We will find our way through these challenging times together. Although Communion isn’t available at this time, and we can’t be in close physical communion with one another, we are mystically united in the Communion of Saints, which we proclaim as a core tenet of our faith every time we make a profession of faith.

I was struck by these words of encouragement that were tweeted by a rabbi to the members of his synagogue. His main point is to think of “social distancing” in the exact opposite way.

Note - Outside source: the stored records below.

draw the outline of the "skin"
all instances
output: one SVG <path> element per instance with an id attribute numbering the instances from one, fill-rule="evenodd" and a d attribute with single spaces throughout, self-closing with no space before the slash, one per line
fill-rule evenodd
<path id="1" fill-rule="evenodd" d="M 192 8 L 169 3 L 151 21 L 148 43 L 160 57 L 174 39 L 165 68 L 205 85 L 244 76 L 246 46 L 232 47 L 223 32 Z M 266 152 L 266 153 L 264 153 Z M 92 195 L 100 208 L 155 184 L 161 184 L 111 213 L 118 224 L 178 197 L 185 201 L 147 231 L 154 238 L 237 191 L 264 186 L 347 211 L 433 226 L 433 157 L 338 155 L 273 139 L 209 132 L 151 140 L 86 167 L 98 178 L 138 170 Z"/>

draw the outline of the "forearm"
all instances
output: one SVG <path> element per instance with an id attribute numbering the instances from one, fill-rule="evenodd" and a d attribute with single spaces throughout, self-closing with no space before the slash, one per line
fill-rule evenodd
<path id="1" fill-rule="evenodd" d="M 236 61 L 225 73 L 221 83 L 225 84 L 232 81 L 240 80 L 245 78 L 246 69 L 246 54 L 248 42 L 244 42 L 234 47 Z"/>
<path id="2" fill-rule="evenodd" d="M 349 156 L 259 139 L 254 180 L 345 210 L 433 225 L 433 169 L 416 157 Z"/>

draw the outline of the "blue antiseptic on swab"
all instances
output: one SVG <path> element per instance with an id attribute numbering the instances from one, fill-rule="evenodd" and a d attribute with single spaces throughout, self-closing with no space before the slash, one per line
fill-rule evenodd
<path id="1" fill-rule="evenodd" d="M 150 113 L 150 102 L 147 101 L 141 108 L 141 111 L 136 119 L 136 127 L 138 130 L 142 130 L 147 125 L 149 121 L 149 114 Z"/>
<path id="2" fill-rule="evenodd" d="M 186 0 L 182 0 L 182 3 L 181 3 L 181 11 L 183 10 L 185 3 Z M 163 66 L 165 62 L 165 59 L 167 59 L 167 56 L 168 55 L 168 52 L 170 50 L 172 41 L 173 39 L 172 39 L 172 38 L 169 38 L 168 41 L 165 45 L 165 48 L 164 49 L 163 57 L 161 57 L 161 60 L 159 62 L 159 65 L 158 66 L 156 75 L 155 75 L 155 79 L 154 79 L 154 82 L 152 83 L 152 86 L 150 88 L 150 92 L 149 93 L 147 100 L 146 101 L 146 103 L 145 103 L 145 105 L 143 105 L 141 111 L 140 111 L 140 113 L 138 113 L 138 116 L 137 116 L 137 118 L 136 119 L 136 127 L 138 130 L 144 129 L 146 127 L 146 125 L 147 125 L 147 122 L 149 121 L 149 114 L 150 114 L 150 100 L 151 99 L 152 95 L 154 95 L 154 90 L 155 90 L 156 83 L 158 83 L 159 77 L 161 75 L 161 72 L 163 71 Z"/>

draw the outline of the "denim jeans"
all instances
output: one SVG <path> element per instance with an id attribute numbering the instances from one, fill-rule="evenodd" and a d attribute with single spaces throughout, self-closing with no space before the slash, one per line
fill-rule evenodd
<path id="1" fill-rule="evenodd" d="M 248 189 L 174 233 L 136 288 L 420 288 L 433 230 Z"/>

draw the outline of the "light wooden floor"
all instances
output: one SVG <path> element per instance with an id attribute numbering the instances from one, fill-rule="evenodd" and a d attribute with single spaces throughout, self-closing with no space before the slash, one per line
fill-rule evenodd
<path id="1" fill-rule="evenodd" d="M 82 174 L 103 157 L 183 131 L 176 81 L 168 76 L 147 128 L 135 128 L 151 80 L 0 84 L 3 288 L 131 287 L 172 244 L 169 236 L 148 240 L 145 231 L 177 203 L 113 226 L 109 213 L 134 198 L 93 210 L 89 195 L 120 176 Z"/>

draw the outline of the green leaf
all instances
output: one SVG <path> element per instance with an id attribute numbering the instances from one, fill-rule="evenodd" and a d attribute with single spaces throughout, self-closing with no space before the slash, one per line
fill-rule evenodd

“Every hand that we don’t shake must become a phone call that we place. Every embrace that we avoid must become a verbal expression of warmth and concern. Every inch and every foot that we physically place between ourselves and another must become a thought as to how we might be of help to that other, should the need arise …. Let’s stay safe. And let’s draw one another closer in a way that we’ve never done before.”

In other words, “social distancing” is not “spiritual distancing.” We are called to care for one another, now more than ever. In a recent interview, Pope Francis said, “We must rediscover the concreteness of little things, small gestures of attention we can offer those close to us, our family, our friends.”

May our hunger for the Lord’s Real Presence grow dramatically during this time and may we share that hunger with others. May the Holy Spirit transform our social distancing into a greater unity of faith and oneness in the Lord. And as we read in the Scripture over and over again, may we: “Be not afraid.”

(Bishop Thomas Zinkula is the Bishop of the Diocese of Davenport.)